Since then, Zuily’s revenues have continued to decline, as has its head count. In mid-2022, Zulily’s Seattle workforce numbered around 900, according to GeekWire, but it was further cut after Regent bought Zulily for an undisclosed sum in May 2023. As of Friday, the company’s LinkedIn page listed 551 employees in the greater Seattle area and 1,626 nationally.

In August, Zulily traded its large Belltown headquarters for smaller digs in Pioneer Square. In October, Zulily CEO Terry Boyle, a former Nordstrom executive, stepped down after less than two years in the role.

There were other signs of a faltering company.
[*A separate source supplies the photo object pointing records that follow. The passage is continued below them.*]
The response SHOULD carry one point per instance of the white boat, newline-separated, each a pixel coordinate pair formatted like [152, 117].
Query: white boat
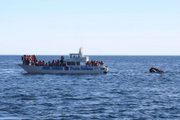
[76, 64]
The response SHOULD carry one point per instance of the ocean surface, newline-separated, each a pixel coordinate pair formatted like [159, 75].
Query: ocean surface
[127, 92]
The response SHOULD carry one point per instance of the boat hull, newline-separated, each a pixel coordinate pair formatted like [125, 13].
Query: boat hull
[64, 70]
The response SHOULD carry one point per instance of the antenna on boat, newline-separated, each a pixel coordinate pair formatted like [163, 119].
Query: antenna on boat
[80, 52]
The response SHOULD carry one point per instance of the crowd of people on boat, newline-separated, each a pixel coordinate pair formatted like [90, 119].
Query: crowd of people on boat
[32, 60]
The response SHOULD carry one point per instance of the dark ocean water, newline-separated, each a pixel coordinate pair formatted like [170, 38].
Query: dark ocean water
[128, 92]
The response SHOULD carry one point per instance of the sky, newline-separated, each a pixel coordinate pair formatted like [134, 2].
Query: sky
[101, 27]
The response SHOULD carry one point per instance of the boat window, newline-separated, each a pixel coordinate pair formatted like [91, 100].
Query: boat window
[70, 63]
[77, 63]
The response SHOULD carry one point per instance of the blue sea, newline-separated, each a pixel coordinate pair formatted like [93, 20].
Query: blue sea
[127, 92]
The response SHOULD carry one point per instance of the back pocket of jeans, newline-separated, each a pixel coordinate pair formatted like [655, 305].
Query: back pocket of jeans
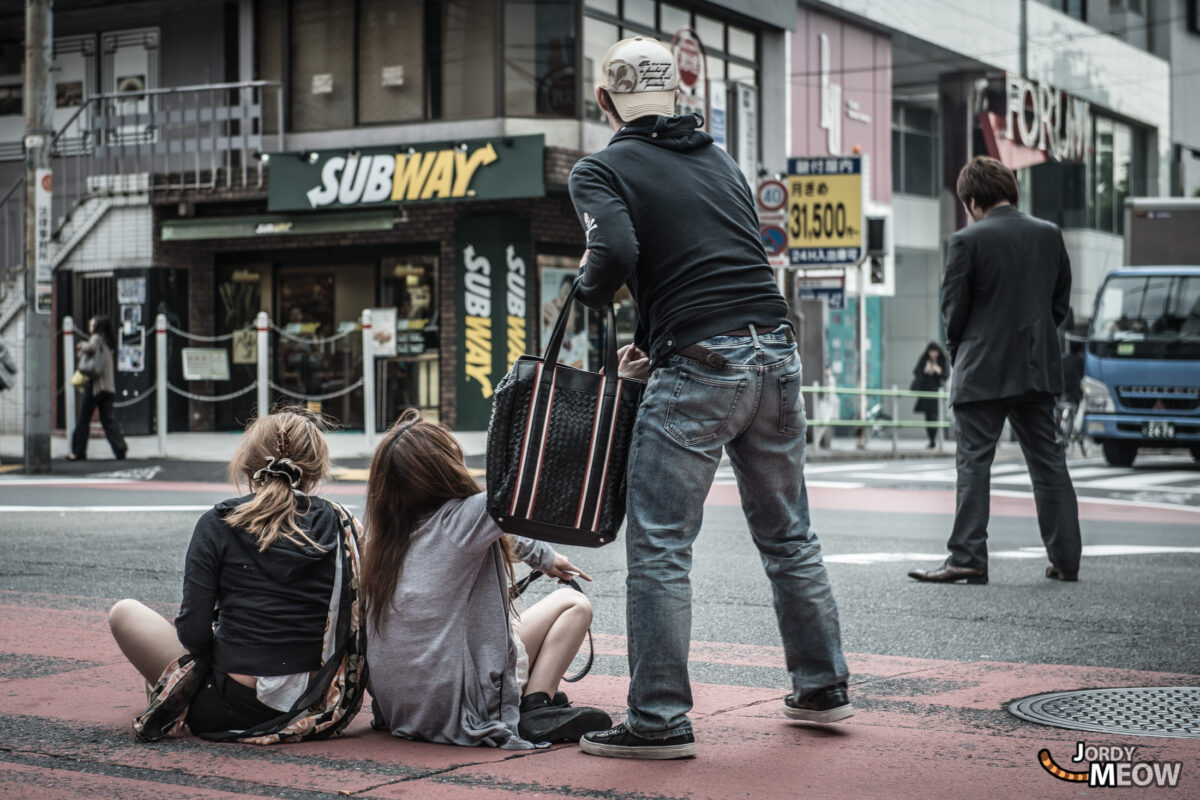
[701, 407]
[791, 403]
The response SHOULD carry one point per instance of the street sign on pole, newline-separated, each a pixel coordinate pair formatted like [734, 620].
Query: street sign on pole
[825, 210]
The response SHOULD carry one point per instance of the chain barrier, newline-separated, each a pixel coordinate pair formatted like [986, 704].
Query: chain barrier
[316, 398]
[304, 340]
[136, 400]
[215, 398]
[198, 337]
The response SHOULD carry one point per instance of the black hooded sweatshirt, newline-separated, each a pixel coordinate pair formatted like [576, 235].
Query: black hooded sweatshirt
[273, 605]
[669, 214]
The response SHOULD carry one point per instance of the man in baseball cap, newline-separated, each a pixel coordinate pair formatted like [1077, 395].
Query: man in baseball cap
[669, 215]
[639, 78]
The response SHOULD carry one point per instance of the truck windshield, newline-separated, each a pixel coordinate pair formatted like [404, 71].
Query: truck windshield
[1152, 308]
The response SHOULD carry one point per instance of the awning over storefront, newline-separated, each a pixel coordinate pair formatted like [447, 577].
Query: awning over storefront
[277, 224]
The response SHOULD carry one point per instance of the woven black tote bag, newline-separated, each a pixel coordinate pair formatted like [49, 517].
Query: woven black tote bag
[558, 443]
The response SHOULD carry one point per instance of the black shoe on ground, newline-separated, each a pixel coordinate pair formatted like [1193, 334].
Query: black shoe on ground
[828, 704]
[623, 743]
[1055, 575]
[544, 720]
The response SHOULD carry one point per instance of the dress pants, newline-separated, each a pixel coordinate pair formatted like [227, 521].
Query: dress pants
[977, 428]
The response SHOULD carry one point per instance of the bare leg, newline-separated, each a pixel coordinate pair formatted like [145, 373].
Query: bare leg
[552, 631]
[147, 638]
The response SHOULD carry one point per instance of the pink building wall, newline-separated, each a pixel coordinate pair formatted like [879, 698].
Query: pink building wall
[861, 62]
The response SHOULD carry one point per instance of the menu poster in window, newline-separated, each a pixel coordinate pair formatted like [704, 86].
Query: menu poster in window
[383, 331]
[131, 290]
[205, 364]
[556, 286]
[245, 346]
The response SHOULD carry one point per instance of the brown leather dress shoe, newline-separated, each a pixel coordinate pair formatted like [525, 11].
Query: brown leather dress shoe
[949, 573]
[1055, 575]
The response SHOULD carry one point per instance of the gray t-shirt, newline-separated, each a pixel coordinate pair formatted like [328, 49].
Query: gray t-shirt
[443, 665]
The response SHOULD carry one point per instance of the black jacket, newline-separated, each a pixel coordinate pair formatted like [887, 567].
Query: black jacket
[273, 605]
[669, 214]
[1006, 290]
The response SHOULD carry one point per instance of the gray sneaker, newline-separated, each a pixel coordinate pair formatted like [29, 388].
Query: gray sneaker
[623, 743]
[828, 704]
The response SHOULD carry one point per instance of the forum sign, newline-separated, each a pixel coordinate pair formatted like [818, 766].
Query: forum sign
[1042, 118]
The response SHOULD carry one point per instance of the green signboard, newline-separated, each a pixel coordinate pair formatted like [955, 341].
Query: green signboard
[473, 169]
[491, 298]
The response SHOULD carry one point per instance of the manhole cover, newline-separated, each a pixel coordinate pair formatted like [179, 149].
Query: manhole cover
[1171, 711]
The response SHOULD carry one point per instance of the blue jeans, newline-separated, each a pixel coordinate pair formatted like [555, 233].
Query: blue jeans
[753, 408]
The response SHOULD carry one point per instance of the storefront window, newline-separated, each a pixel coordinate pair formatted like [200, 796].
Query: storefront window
[539, 58]
[582, 342]
[391, 60]
[468, 60]
[322, 82]
[409, 378]
[913, 150]
[598, 37]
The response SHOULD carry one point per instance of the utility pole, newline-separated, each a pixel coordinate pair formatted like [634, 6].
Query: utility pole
[39, 275]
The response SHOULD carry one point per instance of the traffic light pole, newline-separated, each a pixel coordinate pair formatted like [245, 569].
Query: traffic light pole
[39, 277]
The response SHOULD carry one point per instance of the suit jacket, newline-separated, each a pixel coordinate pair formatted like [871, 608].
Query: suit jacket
[1005, 293]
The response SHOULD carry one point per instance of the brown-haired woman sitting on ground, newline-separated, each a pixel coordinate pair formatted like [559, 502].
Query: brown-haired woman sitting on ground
[445, 661]
[280, 565]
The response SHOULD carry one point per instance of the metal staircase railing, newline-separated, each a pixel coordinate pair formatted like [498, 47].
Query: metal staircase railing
[181, 139]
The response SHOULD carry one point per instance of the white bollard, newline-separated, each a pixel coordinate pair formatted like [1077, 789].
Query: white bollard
[160, 380]
[264, 364]
[369, 421]
[67, 374]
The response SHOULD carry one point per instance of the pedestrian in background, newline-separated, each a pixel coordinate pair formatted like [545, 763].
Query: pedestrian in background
[100, 391]
[669, 214]
[1005, 293]
[928, 376]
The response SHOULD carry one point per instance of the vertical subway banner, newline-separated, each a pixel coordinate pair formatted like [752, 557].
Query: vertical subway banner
[491, 296]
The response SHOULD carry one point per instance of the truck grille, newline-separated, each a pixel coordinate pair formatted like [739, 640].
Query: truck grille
[1159, 398]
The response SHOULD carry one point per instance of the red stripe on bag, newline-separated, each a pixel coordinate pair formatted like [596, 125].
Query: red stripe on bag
[541, 450]
[592, 455]
[607, 455]
[525, 445]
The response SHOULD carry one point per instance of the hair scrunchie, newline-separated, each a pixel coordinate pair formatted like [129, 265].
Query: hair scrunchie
[282, 468]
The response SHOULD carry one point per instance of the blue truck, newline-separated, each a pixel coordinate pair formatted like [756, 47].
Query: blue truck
[1141, 370]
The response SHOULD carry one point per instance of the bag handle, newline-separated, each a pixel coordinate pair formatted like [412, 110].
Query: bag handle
[523, 583]
[610, 336]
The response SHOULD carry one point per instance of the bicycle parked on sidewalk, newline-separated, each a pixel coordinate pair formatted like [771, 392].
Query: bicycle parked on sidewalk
[1069, 427]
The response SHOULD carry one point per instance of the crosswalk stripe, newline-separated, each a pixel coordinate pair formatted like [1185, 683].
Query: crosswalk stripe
[1090, 551]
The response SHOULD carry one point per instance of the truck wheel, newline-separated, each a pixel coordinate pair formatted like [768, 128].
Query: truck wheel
[1120, 453]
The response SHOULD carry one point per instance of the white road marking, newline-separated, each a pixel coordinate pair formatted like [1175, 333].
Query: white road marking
[97, 509]
[1090, 551]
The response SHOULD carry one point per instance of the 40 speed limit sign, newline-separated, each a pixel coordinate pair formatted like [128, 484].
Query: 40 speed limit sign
[825, 210]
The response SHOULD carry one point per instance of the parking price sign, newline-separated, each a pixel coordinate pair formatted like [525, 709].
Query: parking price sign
[825, 210]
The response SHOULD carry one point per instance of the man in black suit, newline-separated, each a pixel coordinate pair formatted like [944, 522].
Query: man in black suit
[1006, 290]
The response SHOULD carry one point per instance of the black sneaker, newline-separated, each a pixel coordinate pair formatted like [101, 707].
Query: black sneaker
[622, 743]
[543, 719]
[828, 704]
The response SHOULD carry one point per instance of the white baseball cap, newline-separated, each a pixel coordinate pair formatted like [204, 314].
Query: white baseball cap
[641, 77]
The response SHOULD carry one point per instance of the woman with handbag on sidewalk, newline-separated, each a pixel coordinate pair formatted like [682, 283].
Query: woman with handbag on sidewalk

Zulily was recently sued by vendors over claims of unpaid invoices and has faced complaints of nonpayment by vendors, according to GeekWire.

What’s next for Zulily isn’t certain.

Thursday’s cuts represent around half of Zulily’s workforce nationally and in Washington, according to employee numbers on the company’s LinkedIn page, although it’s not clear how current those numbers are or whether they reflect several earlier layoffs this year.

The Zulily website appears to be up and running, but it’s unclear how quickly orders are being fulfilled.

More broadly, after nearly a decade of slow decline, it’s not clear how relevant the Zulily brand remains.

That fading relevance will be especially painful for those who worked at Zulily — those who were just let go, but also those who knew the company in its younger, more promising years.